Yazısız yazı notları

"Bunlar Marmaray'a da karşı çıkmışlardı" demez mi, geçen gün. Vatandaşlara bunlar diye hitap etmek ayıplanacak bir laubalilik değil mi?

Sizin için, pazara bir iki şey hazırlamıştım ama Elâzığ'dan acı deprem haberleri gelince, hele olanlara baka kalan Bakanları ve çadırlara alınan depremzedelere mutlu musunuz, diye soran gazetecileri ekranda görünce, nevrim döndü gönderemedim. Yıllardır çiziktirir dururum, bazen yan çizdiğim de çoktur. Ama bu başka!..

Aklıma düşenleri notlamadığımda unuturum.

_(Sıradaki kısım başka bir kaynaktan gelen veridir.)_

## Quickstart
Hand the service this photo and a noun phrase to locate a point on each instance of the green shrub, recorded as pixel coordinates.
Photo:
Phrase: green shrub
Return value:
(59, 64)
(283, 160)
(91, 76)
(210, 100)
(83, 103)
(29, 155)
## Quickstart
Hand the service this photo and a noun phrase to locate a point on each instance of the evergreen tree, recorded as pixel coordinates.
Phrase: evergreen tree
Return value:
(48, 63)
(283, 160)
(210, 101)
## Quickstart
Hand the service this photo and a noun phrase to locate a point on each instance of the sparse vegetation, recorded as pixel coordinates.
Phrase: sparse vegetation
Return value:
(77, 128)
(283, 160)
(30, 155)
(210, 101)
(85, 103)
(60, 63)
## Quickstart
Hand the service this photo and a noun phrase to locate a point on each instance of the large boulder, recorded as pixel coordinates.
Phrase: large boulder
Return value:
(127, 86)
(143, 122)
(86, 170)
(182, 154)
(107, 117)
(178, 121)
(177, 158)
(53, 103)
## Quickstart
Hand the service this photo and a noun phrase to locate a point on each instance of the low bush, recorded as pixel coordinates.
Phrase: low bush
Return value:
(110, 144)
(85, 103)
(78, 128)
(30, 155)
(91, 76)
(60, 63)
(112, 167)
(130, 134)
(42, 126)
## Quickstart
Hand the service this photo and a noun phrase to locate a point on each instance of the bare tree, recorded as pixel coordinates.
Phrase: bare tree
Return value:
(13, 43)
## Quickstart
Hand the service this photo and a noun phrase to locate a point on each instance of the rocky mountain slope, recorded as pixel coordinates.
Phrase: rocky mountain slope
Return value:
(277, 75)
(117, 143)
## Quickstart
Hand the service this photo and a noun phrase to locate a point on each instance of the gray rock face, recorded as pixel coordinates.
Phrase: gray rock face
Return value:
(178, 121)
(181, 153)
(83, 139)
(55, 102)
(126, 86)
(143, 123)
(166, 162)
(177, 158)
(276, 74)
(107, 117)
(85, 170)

Gerçi bu kez notlamışım;

Çok eskiden, altı bol yazılı olan çizimlerden yazısıza geçildiği günlerde, karikatürlerin altına okuyucu yadırgamasın diye 'yazısız' ibaresi konulurdu.

Ferruh Doğan anlatmıştı, çizmişti de. Bütün gün orada burada dolaşan çizer kişi, aklına gelenleri defterine notlamış. Akşam çalışma masasına oturduğunda ve not defterini keyifle açtığında ne görse iyi, her sayfasında tek sözcük var; yazısız, yazısız, yazısız!..

Ben ne notlamışım diye defterime baktım, hayret ve bir de bunlar diye birer kelimelik iki not almışım, hem de yazıyla. İkisini de art arda sunuyorum...

H A Y R E T !....

Hayret bişey, diyenler.. Hayır et... demek mi isterler acaba?..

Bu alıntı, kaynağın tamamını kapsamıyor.